Help me out please. I looove my apartment. The price is right, the location is stellar, but the landlord company leaves much to be desired. It is now January and they are finally notifying me that my lease is expired, as of October. They are pressuring me to come in and resign the lease from October, at which time they are going to raise the rent and make me pay back rent (back rent = the difference in the new higher rent vs. the rent I have been paying all along).

I understand I need a lease to keep my apartment, but what's the deal with paying back rent? Isn't it the landlord's responsibility to notify me when my lease is up to resign? Is it legal to make me pay that extra back rent? They pulled this stick last year and I paid the rent, but now I can't help but feel scammed...
-Michelle

It is the landlord's responsibility to notify you of lease renewal terms in a timely manner. Legally, he is supposed to let you know 90 to 150 days before your lease expires. (In theory, you then would have 60 days to accept the terms.) Your landlord dropped the ball; the Rent Guidelines Board recommends lodging a formal complaint with the Division of Housing and Community Renewal. (You want form RA-90 from here.)

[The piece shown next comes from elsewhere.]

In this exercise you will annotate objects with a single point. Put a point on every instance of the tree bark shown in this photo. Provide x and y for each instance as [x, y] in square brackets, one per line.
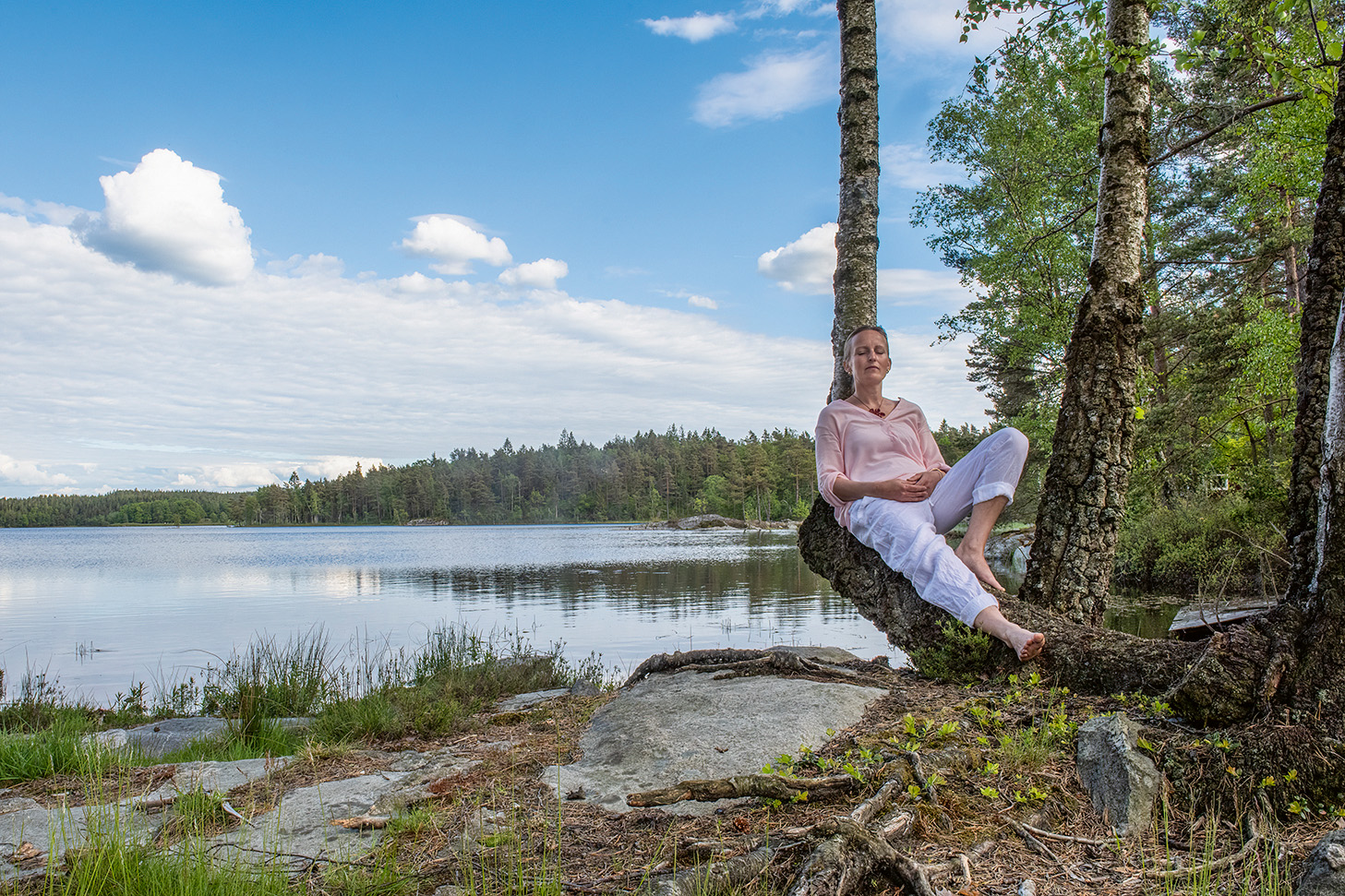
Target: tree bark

About the back rent: this seems suspicious. You shouldn't have to pay anything until a new agreement is signed. (And, if you're in a rent stabilized apartment, the rent can only be increased by a certain amount.)

Housing court tends to err on the side of the tenants; it might not come to that, but you should point out to your landlord that, by law, you should have had the renewal lease last September. If the landlord is faced with legal action, he might forego the back rent. Also, if your landlord wants back rent, that all needs to be in writing.